In the post-war years, the Christian Reformed Church played a central role in the lives of new immigrants, actively helping them to find housing, work, used cars, and, in one case, trying to find a husband for a grieving widow (she respectfully declined). And despite economic precarity, all five of the families in our story played an active role in their church.
In Aylmer, Jan Bremer (who had once been anything but religious) served faithfully as a Deacon. Jan Oldewening was an Elder. One of the congregation’s first priorities had been the building of a Christian school for their children. Both Jan Oldewening and Dirk Ryksen served on the Building Committee. Oldewening, a skilled tradesman and draughtsman, designed the first school building and later helped build it.
Engagement in church life was not limited to the parents in these families. Wiebrand Hovius was a beloved and admired leader at the young people’s group, which met weekly at the church.
Services were held twice each Sunday, with many families making the long trip there and back twice, with lunch at home in between. Services were usually held in Dutch and hymns also generally sung in Dutch. The Hovius children remember feeling slightly embarrassed about how loud and enthusiastically their father sang.

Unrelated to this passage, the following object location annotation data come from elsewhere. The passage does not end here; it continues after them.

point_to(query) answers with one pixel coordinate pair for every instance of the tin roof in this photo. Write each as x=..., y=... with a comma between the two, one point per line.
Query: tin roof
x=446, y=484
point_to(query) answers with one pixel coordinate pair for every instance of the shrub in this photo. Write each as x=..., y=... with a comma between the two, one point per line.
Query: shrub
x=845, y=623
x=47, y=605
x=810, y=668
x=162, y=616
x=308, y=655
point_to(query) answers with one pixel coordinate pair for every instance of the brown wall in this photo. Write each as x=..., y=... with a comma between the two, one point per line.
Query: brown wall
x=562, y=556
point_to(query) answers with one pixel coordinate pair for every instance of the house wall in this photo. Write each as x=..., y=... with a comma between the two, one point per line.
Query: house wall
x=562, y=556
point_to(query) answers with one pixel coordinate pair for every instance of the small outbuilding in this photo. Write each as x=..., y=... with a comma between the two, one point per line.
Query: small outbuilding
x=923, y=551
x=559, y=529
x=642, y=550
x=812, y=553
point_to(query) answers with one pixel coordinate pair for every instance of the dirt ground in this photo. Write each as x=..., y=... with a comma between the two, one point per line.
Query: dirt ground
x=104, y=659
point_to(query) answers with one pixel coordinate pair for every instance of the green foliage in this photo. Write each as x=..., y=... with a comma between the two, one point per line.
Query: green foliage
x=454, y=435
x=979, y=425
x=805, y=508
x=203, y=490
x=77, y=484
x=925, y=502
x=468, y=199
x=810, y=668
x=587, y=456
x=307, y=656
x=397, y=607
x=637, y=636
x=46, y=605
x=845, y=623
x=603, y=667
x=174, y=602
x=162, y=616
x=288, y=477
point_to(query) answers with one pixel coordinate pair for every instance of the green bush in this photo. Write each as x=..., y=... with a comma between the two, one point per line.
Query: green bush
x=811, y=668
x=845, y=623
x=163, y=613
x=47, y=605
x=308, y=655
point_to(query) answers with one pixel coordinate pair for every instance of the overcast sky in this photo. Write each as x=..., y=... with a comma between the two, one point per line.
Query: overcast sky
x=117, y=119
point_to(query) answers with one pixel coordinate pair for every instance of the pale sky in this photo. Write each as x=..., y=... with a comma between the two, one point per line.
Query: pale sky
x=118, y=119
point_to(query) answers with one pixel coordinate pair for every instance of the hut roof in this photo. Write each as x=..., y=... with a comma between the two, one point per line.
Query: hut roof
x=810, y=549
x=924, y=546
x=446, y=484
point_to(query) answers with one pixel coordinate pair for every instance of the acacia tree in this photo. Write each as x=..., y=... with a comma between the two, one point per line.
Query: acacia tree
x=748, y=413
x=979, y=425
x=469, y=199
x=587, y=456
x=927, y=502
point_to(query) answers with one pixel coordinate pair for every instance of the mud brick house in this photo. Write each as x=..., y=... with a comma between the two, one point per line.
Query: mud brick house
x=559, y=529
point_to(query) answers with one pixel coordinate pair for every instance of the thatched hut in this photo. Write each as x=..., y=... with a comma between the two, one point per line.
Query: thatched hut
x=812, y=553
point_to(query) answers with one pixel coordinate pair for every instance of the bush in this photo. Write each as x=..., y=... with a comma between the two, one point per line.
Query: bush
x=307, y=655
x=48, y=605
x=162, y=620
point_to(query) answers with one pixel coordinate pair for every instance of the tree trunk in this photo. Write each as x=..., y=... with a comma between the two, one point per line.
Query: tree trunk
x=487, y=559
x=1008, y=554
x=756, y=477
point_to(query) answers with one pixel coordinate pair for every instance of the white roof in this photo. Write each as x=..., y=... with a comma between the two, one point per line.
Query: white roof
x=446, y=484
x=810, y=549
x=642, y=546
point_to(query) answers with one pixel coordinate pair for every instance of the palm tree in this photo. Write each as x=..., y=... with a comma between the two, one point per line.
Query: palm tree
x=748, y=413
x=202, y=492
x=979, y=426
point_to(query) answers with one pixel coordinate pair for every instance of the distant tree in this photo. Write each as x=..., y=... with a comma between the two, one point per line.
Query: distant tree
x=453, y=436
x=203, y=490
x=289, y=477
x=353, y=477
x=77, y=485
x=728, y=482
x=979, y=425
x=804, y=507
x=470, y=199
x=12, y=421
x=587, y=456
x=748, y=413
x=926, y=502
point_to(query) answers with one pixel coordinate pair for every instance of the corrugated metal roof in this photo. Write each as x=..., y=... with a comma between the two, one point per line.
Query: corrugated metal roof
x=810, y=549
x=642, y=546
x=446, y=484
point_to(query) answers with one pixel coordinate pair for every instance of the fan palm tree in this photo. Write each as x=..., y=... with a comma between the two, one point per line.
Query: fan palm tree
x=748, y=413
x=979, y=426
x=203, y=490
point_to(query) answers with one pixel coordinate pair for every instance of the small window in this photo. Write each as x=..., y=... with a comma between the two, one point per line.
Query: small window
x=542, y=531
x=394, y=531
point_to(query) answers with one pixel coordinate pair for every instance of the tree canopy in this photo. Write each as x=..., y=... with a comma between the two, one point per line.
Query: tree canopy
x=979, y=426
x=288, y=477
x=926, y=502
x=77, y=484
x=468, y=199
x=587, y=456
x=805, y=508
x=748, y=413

Many of the children in these families attended the Christian School, situated beside the church and sharing a fence with the local public school. In those early days, some may have felt a bit of a rivalry with the children on the other side of the fence, but those feelings changed when the both groups entered the same high school.

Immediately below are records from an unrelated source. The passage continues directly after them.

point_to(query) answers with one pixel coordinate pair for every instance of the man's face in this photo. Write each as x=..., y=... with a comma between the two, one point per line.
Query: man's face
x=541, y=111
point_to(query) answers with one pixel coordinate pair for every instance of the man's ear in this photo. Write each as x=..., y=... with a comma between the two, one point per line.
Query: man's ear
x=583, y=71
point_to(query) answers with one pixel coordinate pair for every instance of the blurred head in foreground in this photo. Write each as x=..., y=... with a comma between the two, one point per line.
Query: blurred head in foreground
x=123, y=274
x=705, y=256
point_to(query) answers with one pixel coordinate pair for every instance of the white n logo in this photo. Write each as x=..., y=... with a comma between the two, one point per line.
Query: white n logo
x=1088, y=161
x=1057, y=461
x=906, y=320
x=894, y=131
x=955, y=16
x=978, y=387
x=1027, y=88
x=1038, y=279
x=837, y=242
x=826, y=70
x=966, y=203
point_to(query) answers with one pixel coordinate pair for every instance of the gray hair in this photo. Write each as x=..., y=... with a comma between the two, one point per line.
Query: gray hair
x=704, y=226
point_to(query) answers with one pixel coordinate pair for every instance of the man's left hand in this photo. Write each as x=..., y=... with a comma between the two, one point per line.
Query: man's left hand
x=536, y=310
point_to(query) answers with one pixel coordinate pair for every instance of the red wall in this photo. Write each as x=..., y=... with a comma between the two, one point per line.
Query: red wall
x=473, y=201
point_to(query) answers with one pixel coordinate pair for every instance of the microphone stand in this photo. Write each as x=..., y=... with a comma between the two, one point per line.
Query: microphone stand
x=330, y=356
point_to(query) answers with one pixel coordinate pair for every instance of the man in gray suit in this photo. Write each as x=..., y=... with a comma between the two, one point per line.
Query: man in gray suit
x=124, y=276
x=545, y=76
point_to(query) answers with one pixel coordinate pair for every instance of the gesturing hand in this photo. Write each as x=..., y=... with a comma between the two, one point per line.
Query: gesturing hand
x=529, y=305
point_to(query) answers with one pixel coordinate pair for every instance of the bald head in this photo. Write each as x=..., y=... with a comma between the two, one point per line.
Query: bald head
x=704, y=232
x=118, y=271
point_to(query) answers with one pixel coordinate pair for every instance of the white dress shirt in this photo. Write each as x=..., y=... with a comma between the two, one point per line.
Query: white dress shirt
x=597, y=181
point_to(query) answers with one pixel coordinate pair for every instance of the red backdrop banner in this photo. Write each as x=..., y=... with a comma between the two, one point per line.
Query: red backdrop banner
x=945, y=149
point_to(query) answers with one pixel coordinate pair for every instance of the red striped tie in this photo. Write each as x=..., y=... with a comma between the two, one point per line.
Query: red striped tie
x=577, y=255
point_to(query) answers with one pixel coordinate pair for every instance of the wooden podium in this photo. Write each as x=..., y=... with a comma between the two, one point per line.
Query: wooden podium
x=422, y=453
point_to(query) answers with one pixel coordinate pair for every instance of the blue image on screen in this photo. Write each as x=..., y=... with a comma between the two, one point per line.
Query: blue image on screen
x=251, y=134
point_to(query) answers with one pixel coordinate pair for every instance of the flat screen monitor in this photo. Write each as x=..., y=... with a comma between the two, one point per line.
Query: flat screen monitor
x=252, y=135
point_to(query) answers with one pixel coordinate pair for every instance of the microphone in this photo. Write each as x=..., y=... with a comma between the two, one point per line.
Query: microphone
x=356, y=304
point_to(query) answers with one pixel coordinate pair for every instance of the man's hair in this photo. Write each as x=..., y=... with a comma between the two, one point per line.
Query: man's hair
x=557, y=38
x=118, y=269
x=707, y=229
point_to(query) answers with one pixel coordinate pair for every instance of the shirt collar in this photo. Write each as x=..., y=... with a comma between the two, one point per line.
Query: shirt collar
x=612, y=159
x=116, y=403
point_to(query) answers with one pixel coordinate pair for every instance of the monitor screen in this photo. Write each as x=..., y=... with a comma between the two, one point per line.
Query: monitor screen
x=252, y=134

When the tragedy in Dresden happened, the foreman Dirk Rijksen, was living in Byron (now part of London, Ontario) where he attended the local Christian Reformed Church (now called the Talbot Street Church). Three days after the tragedy, a mass funeral was held for all six men at the Aylmer church. Both ministers churches spoke: Jan Gritter, the minister from Byron, and Joseph van de Kieft, from Aylmer. The church was overflowing. After the service, everyone followed a procession of hearses to the Aylmer Cemetary, where the five local men were buried: Wiebrand Hovius (19), his father Enne Hovius (39), Jan Bremer (43), Jan Oldewening (45), and Hendrik Drenth (58). Following the internment ceremony in Aylmer, Dirk Ryksen's body was taken to Byron for a second service and burial in Woodland Cemetery.
The Christian Reformed Church was overflowing on August 17, 1957 for the mass funeral for the six Dresden cave-in victims
The church's engagement continued after the tragedy. The congregations in Aylmer and London initiated a fundraising drive with Christian Reformed Church congregations across the continent. Through these efforts, the church was able to provide each of the widows with $3,200 to help them secure or pay down their mortgages.
Most of the people we have interviewed for this film tell us that their faith was instrumental in helping them meet the challenges of grief and economic adversity that followed the Dresden tragedy. And, when the Aylmer Christian Reformed celebrates its 75th anniversary, many of the children of those families will be there to mark the occasion and honour the role this church has played in their lives.